Plöger schaut sich interessiert um. Er ist angetan. "Kann man das auch quer aufhängen?", kommt dann in gewohnt direkter Art seine Frage. Sie ist burschikos gestellt, aber berechtigt. Von Bäumen, Blättern oder Landschaft, die auf die Kindheitserfahrungen schließen ließen, ist nichts zu sehen. Zumindest nicht auf den ersten Blick. Mit Blumenbildern hat es zwar angefangen. Jetzt sind die Arbeiten der Reinbekerin abstrakt, farbintensiv, mit großer Geste auf die Leinwand gebracht.

"Aber zack und drauf - so einfach ist das nicht. Ich ziehe genaue Striche und setzte bewusst Farbpunkte in die Fläche", sagt Ricky Winter. Manchmal dauere ein Bild eine Nacht, manchmal drei Jahre - so wie das mit dem bezeichnenden Titel "Endlich".

Vom Herumtollen auf dem elterlichen Bauernhof im Sauerland bis zum Malen dieser großformatigen, starken Acrylbilder sind Jahre vergangen. Die Heirat, mehrere Umzüge und die Geburt ihrer Kinder liegen dazwischen. Ricky Winter ist einen langen Weg gegangen, um an ihr Ziel zu kommen. Dafür gibt es jetzt auch keine Alternative mehr.

Malerei, das ist es. Dabei wollte sie eigentlich Designerin werden, besuchte mangels einer Ausbildungsstelle stattdessen die Hauswirtschaftsfachschule und studierte schließlich Ökotrophologie. "Meine Abschlussarbeit habe ich über Fettstoffwechsel geschrieben", sagt Ricky Winter. Aus dem Mund dieser Frau, die auch Papierkunst macht, ihre Farben selbst anmischt und nachmittags ab vier bis weit nach Mitternacht malt und malt, klingt das fast wie Ironie des Schicksals. Sie hat es allerdings gemeistert und ihrem Leben die entscheidende Wende gegeben.

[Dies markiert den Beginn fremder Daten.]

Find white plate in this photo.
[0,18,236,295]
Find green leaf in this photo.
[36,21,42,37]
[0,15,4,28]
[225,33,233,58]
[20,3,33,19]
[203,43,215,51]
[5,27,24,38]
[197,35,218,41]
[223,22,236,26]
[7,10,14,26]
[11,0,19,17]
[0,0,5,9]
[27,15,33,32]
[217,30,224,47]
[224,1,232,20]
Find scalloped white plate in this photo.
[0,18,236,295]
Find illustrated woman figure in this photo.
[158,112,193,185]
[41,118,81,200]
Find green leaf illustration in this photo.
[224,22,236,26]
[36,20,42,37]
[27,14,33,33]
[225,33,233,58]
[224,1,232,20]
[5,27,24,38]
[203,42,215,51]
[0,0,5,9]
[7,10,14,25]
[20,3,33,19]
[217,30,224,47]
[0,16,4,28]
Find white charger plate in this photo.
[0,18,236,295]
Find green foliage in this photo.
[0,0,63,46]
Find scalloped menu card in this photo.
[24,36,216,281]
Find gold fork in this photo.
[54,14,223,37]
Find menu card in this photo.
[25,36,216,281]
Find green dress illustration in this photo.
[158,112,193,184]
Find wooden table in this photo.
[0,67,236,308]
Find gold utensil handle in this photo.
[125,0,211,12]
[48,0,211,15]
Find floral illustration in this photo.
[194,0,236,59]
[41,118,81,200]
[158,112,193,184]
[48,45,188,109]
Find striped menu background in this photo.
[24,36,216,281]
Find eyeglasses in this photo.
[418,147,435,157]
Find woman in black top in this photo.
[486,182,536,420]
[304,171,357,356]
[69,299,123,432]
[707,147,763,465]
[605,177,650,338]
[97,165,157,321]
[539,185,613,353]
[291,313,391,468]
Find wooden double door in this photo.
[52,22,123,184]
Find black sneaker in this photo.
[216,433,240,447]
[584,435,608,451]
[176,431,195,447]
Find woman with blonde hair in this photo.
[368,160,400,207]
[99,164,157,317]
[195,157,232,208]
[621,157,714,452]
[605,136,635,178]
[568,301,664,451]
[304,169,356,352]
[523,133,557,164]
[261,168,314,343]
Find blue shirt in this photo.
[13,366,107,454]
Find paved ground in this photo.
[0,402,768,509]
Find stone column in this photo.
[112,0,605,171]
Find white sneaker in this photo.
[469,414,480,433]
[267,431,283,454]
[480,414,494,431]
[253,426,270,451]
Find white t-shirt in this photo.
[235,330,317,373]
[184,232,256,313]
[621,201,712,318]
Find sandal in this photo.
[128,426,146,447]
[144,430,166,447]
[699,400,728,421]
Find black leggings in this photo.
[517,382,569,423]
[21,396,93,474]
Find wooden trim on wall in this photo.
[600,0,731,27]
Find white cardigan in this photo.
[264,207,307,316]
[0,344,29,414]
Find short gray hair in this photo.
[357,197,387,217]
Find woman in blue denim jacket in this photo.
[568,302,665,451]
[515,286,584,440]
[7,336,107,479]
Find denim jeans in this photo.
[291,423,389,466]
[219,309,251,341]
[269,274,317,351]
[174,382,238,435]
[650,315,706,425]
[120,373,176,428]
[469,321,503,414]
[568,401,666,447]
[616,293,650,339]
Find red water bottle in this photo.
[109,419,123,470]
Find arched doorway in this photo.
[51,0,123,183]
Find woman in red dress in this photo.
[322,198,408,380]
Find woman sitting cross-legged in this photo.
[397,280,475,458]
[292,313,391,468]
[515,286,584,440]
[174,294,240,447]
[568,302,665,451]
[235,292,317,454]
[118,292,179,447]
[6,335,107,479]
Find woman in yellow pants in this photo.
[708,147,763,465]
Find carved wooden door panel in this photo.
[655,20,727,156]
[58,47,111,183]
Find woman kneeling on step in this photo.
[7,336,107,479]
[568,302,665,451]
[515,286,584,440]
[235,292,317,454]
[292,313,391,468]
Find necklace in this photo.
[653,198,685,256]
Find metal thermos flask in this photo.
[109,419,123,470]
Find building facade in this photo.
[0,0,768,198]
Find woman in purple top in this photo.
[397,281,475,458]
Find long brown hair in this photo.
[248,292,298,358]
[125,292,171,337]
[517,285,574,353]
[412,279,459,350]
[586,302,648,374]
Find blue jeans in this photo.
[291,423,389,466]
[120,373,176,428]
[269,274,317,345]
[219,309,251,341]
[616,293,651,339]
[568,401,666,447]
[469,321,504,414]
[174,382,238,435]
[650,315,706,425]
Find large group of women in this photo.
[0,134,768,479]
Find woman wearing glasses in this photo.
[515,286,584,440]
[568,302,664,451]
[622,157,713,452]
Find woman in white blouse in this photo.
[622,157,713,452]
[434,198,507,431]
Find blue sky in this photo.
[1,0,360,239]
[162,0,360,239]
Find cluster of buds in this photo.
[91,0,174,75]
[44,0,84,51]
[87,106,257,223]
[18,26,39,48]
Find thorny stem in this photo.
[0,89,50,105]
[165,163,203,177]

Kann sie von ihrer Kunst leben? "Nein", kommt die offene Antwort. Ein Problem ist das zwar nicht. Es gibt noch den Ehemann, der das Geld verdient. Aber sich in den Elfenbeinturm zurückziehen, das will Ricky Winter auch nicht. So sprach sie Plöger bei einer Ausstellung im Ahrensburger Marstall an und lud ihn ein. Sie stellt auch aus. Zurzeit in der Alten Vogtei in Travemünde. Anja Es, die früher in Sandesneben wohnte und wirkte, leitet die Galerie gegenüber dem Anleger der Fähre zum Priwall. Landrat Plöger, zugleich Vorsitzender der Kulturstiftung der Sparkasse Holstein, war da. "Ich hab' in einer Ausstellung noch nie so viele Bilder auf einem Haufen gesehen, die mir gefallen haben", sagt er. Das lässt darauf hoffen, dass die Kulturstiftung vielleicht eines der Bilder ankauft. Rund 120 Werke sind schon in ihrem Besitz. Die neue Filiale der Sparkasse Holstein in Bad Oldesloe, mit ihren Ausstellungsflächen in der Galerie oben, böte genügend weiße Flächen. Im Oktober soll Eröffnung sein.

Plöger: "Vielleicht kauft ja auch die Sparkasse selbst etwas, aus ihrem Topf für Kunst am Bau." Oder der Landrat privat für seine Ferienwohnung? Dort könnte das Bild dann auch hoch oder quer hängen. Ganz wie es ihm gefällt.